Kitobni o'qish: «Запоздалое признание»
Shrift:
© Г. Зельдович
© Издательство «Водолей»
Роза
Он пурпурные маки
Бросил в дорожной пыли.
Сон я – где были знаки —
Вспомнить уже не в силе.
Были уста – твоими?
Моими ли – ладони?
Месяц вверху – все зримей,
Сад пустой – все бездонней.
Дни – тягучей обоза,
Ночью – в озере таю…
Когда цветешь ты, роза?
«Вовсе не зацветаю…»
«Вовсе не зацветаю…»
Ты ли мне молвишь, роза?
Слово жадно хватаю,
Дни – тягучей обоза…
Глухонемая
Есть в деревне у нас эта странная девка —
Не умеет сказать, не умеет услышать,
А в очах – небеса и лихая запевка.
Забрела к нам в село, как безродная пришать.
Я не ведал, как звать, – и кому она снится:
Из таких из людей, что лишь смерть позовет их;
Если б я был той смертью, нашел был в немотах
Ту струну, на которой – Господня десница.
И казалось – когда б средь веков златоперых
Ей во грудь земляным я ударил бы комом,
Отголосок в долинах катился бы грёмом,
Тормоша лебедей на сонливых озерах!
Есть в деревне у нас очень бледная речка.
Возле речки столкнулся с рыбачившим дедом
И, спросив, как зовется, услышал словечко:
«Не зовется никак то, чей путь нам неведом!
Называли – Тикуша, порою – Могила;
Называли Далекой и кликали Близкой;
А поживши, я знаю, что, сколько ни рыскай,
Все, что ищешь, дремота давно поглотила!..»
И бывают в деревне вечерние зори,
Когда мир превращается в сон о сновидце
И рождаются в душах багровые мори,
Вместе с памятью всех не сумевших явиться.
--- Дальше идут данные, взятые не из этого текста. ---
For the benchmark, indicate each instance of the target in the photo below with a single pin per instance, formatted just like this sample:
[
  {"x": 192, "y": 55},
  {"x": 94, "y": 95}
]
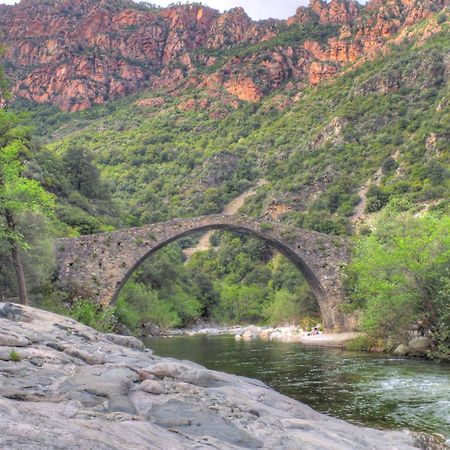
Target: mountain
[{"x": 78, "y": 53}]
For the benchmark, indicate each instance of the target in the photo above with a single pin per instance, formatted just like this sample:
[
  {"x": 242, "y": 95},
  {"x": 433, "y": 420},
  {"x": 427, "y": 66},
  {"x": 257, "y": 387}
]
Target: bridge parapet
[{"x": 100, "y": 264}]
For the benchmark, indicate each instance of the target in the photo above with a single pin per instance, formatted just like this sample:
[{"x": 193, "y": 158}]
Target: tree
[
  {"x": 19, "y": 195},
  {"x": 83, "y": 174},
  {"x": 400, "y": 274}
]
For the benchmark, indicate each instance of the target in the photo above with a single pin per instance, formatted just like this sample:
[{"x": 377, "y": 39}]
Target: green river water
[{"x": 370, "y": 389}]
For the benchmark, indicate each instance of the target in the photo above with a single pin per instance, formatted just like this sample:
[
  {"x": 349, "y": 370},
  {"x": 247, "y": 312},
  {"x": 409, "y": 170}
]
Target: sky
[{"x": 257, "y": 9}]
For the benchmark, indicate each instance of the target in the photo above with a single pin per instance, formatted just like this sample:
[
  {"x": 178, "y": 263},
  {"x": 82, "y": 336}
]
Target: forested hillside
[{"x": 327, "y": 155}]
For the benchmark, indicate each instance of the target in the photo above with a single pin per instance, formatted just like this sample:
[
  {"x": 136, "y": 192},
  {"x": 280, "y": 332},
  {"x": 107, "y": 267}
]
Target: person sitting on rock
[{"x": 314, "y": 331}]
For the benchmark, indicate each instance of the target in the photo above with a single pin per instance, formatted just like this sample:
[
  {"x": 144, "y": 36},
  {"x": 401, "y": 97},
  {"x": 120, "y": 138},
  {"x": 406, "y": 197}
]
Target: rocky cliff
[
  {"x": 64, "y": 385},
  {"x": 79, "y": 53}
]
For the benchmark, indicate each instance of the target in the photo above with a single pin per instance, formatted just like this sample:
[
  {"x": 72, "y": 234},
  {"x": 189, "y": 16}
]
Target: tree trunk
[
  {"x": 20, "y": 276},
  {"x": 15, "y": 255}
]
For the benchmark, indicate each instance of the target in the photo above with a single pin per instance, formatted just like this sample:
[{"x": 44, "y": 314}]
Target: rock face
[
  {"x": 68, "y": 386},
  {"x": 78, "y": 53}
]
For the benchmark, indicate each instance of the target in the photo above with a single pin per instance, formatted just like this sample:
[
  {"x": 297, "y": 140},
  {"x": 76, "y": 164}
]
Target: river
[{"x": 370, "y": 389}]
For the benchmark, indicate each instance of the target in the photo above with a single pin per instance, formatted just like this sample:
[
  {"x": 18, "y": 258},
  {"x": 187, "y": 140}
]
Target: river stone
[
  {"x": 401, "y": 350},
  {"x": 419, "y": 346},
  {"x": 56, "y": 397},
  {"x": 152, "y": 387},
  {"x": 8, "y": 340},
  {"x": 126, "y": 341},
  {"x": 199, "y": 421}
]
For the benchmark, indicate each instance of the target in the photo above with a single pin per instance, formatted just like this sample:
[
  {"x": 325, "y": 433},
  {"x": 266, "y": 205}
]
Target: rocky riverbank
[
  {"x": 283, "y": 334},
  {"x": 65, "y": 386}
]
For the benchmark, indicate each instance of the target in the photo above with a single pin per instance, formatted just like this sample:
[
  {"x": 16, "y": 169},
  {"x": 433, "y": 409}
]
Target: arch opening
[{"x": 272, "y": 242}]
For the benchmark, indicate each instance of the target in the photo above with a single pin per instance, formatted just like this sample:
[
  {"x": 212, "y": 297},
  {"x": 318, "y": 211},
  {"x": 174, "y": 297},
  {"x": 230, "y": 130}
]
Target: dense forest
[{"x": 365, "y": 155}]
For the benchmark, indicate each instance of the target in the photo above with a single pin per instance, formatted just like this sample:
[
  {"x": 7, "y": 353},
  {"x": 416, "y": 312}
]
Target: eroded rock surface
[
  {"x": 79, "y": 53},
  {"x": 68, "y": 386}
]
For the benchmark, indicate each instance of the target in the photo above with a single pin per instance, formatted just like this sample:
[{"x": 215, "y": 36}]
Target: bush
[
  {"x": 360, "y": 344},
  {"x": 94, "y": 315}
]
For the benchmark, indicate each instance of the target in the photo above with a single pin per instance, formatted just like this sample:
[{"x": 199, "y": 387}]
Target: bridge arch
[
  {"x": 294, "y": 257},
  {"x": 104, "y": 262}
]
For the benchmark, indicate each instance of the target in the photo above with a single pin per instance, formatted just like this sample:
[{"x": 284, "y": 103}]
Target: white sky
[{"x": 257, "y": 9}]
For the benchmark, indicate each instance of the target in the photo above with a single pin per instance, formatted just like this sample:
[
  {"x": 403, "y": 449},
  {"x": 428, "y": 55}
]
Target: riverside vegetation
[{"x": 375, "y": 136}]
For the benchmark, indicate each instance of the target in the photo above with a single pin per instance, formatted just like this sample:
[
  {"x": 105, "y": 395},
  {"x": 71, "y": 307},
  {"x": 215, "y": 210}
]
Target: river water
[{"x": 375, "y": 390}]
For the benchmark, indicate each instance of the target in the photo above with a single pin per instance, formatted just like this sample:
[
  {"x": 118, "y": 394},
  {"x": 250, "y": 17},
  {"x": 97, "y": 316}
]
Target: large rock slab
[{"x": 75, "y": 388}]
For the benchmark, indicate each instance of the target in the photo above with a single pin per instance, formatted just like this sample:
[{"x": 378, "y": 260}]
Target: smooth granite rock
[{"x": 75, "y": 388}]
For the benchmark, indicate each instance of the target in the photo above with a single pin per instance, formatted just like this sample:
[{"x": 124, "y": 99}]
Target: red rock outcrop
[{"x": 78, "y": 53}]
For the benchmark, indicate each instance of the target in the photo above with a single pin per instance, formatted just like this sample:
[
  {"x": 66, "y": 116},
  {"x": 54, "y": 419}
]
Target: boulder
[
  {"x": 152, "y": 387},
  {"x": 126, "y": 341}
]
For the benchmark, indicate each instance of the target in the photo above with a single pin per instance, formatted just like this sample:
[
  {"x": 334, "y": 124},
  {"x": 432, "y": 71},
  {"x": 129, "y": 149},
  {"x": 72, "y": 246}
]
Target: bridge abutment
[{"x": 99, "y": 265}]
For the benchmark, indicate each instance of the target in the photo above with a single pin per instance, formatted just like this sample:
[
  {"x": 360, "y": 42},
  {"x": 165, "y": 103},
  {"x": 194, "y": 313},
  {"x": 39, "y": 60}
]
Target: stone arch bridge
[{"x": 99, "y": 265}]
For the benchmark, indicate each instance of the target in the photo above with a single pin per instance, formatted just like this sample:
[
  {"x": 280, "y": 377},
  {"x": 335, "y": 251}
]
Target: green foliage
[
  {"x": 400, "y": 273},
  {"x": 236, "y": 283},
  {"x": 19, "y": 194},
  {"x": 93, "y": 315},
  {"x": 286, "y": 308},
  {"x": 360, "y": 344}
]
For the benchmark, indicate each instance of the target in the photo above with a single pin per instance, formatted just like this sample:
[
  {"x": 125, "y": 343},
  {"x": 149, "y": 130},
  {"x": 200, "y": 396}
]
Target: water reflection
[{"x": 369, "y": 389}]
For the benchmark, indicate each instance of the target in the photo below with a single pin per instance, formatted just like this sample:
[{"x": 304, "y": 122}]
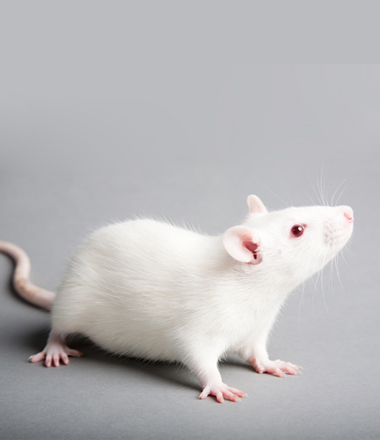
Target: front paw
[
  {"x": 222, "y": 391},
  {"x": 277, "y": 368}
]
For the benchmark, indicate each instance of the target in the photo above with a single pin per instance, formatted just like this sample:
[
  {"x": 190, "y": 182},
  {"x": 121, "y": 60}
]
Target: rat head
[{"x": 293, "y": 243}]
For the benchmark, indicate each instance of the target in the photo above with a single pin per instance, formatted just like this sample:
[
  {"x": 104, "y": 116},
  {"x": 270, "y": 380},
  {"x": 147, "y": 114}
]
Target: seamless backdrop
[{"x": 108, "y": 112}]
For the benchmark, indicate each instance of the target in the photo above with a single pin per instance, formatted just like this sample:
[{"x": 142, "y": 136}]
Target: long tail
[{"x": 26, "y": 289}]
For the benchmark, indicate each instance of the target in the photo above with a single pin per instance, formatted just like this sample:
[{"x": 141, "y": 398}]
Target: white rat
[{"x": 152, "y": 290}]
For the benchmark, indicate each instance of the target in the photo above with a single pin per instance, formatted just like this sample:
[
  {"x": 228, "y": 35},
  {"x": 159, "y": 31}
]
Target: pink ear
[
  {"x": 255, "y": 205},
  {"x": 242, "y": 244}
]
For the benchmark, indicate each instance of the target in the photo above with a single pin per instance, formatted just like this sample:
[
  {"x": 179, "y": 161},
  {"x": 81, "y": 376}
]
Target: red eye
[{"x": 297, "y": 230}]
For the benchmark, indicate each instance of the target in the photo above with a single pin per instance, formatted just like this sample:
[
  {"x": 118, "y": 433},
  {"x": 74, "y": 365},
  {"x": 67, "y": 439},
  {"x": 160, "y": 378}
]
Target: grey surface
[{"x": 108, "y": 112}]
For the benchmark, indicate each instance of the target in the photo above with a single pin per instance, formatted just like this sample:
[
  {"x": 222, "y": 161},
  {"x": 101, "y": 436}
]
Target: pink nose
[{"x": 349, "y": 216}]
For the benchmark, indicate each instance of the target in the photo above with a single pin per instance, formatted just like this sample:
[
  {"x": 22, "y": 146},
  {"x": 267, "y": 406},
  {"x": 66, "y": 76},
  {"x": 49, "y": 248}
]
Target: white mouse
[{"x": 152, "y": 290}]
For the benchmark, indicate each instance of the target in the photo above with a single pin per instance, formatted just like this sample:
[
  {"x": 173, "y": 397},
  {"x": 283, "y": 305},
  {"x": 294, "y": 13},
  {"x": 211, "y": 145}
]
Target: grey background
[{"x": 110, "y": 110}]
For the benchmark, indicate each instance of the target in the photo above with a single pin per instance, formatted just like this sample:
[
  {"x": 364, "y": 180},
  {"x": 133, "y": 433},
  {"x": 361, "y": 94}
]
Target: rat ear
[
  {"x": 255, "y": 205},
  {"x": 242, "y": 243}
]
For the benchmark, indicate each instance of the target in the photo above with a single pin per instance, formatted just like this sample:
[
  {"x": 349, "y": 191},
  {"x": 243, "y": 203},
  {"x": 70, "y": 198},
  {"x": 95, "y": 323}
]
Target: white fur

И однажды под вечер глухая-немая —
И с душою не больше соловьего тельца, —
Словно лира, которой не дали владельца,
Шла к бегучей водице, чему-то внимая.
И стояла, как будто бы кто-то покликал,
И косу, будто бредень, спускала в глубины,
И хотела поймать этот сон голубиный,
Что ее голоском – под водою курлыкал!
И вода для смелячки была как зерцало,
И свой образ линялый мечтался – уловом,
И надеялась – он, обладающий словом,
Нам поведает все, что она не сказала!
И тряхнулась она. И своей позолочью
Притемненная вечность светла без исходу…
Не своя и ничья, между светом и ночью
Безымянно глядит в безымянную воду…
У моря
Рыбаки, оробев перед бурей грядущей,
И понявши все то, что понятно на свете,
Вперекор глубине – бездоходные сети
Распинают шатром над иссохшею пущей.
«Только олух живет недопевком прилива,
Богатеет сбогата, нищеет изнища;
Ну а мы понимаем, что жизнь двуречива,
Мы умеем из неводов – делать жилища!
Бесполезен шатер! Но над миром стожалым
Его грива развеяна так долгополо,
Что тоскливому веку не будет измола!» —
Поясняет бахвал молчаливым бахвалам…
Отрекшись от себя, отрекшись от былого,
Из своей чужедальности в тутошность вчужен
Каждый прежний ловец золотого улова,
И ныряльщик во тьму, и покрадчик жемчужин!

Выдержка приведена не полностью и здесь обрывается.